Fabrication of photosensitizer-polyethylene glycol-conjugated gold nanostars for simultaneous photothermal and photodynamic cancer therapy under near-infrared laser irradiation

Abstract

The unique optical properties of gold nanoparticles have facilitated their application as novel nanomedicines in cancer therapy. In the current study, we examined the medical use of gold nanostars (GNSs), gold nanoparticles with protrusions on the surface. Under near-infrared (NIR) laser irradiation, GNSs exhibit an absorption peak at ∼700 nm, and this absorption peak can be targeted in photodynamic therapy using photosensitizers. GNSs were conjugated with polyethylene glycol (PEG) to form PEG-GNSs, which were further conjugated with a photosensitizer (talaporfin sodium, TPS) at the end of the PEG chain, forming TPS-PEG-GNSs.
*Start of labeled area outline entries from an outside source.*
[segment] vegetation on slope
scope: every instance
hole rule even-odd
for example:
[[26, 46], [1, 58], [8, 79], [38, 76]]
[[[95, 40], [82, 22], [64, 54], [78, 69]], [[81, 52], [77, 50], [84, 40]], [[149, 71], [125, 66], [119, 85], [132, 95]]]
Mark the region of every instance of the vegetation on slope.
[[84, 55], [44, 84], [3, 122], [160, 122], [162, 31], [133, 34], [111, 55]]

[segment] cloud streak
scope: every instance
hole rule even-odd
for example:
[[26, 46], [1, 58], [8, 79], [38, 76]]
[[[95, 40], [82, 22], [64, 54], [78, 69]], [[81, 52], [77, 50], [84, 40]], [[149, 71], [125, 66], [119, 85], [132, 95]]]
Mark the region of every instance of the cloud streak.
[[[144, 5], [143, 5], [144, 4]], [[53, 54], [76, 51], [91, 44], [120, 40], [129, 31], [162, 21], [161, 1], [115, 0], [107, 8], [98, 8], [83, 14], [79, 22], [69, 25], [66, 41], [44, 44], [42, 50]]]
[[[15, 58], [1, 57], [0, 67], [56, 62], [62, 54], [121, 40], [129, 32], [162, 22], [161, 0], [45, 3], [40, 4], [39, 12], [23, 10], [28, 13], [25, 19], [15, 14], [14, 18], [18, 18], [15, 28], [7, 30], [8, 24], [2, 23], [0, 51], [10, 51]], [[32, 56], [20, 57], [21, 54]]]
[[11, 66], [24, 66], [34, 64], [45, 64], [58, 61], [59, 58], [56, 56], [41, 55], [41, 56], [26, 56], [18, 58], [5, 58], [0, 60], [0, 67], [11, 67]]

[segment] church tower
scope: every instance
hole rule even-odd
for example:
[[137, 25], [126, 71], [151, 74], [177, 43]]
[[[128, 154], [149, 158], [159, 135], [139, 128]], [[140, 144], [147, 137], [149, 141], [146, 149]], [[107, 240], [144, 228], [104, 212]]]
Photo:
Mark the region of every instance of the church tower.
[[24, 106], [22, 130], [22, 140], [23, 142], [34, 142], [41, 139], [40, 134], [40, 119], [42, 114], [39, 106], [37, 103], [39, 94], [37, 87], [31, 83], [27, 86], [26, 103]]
Energy absorption under NIR-laser irradiation increased the temperature of the TPS-PEG-GNSs and produced reactive oxygen species derived from TPS. The combination of TPS-PEG-GNSs and NIR-laser irradiation exhibited remarkable cytotoxic effects against A549 lung cancer cells in vitro upon optimization of the strength of the NIR laser. TPS-PEG-GNSs are thus effective multifunctional nanoparticles for simultaneous use in both photothermal and photodynamic therapy using single NIR-laser irradiation. The current results provide a useful model of nanomedicine for cancer therapy using NIR lasers.